Capillary Effects in Multiphase Flow.
The effects of capillarity in impeding nonwetting-phase flow across layers in series are well known.11 These capillary effects are important for any type of multiphase flow in heterogeneous or stratified porous media, especially when flow rates are low, permeability varies over short distances (inches or centimeters), and permeability contrasts are large.12,13 Such conditions exist in many reservoirs and aquifers with episodic or periodic fluctuations in the depositional process. In such layered media, capillarity causes the entrapment of the nonwetting phase in high-permeability regions upstream of low-permeability layers.14,15 This capillary entrapment can significantly affect oil recovery even on the reservoir scale.16 Van Duijn et al.17 showed that when an oil/water displacement front arrives at a sudden permeability decrease, the front will stop, waiting for the oil saturation to build up before it enters the low-permeability region. The same entrapment effect creates resistance to gas flow perpendicular to stratification.

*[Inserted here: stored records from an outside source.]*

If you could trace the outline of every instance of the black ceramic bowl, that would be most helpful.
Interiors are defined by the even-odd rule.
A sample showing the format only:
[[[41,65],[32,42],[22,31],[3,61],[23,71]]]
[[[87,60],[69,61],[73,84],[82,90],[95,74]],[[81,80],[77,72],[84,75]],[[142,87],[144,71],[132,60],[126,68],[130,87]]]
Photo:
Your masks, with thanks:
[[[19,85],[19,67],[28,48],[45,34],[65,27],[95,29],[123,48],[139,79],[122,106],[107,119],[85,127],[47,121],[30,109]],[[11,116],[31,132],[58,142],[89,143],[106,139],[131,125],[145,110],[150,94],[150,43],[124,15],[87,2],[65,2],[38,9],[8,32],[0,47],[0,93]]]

In the presence of surfactants, capillarity also contributes to foam generation by snap-off. Yortsos and Chang12 studied the variation of capillary pressure for nonwetting-phase flow across permeability variation in series. They showed that, for flow from a low-permeability to high-permeability region, capillary pressure decreases (wetting-phase saturation increases) in the lowpermeability region as it approaches the permeability increase. Similar findings have also been made by Chaouche et al.14 in bead-pack experiments and pore-network simulations. Furthermore, van Duijn et al.17 showed that, during drainage, capillary pressure might become discontinuous at a permeability jump, indicating that one of the flowing phases loses continuity upstream of the permeability jump. Van Lingen18 pointed out that the subsequent pressure drop across the sudden permeability increase induces snap-off. Snap-off at the sudden permeability increase may be important to foam flow in heterogeneous reservoirs.
Between the two mechanisms by which capillarity impedes foam flow perpendicular to stratification, foam generation by snapoff is potentially more important than capillary entrapment. In the presence of foam-stabilizing surfactant, foam generated by snapoff can reduce gas mobility by orders of magnitude. Therefore, this study focuses on snap-off at a sudden permeability increase.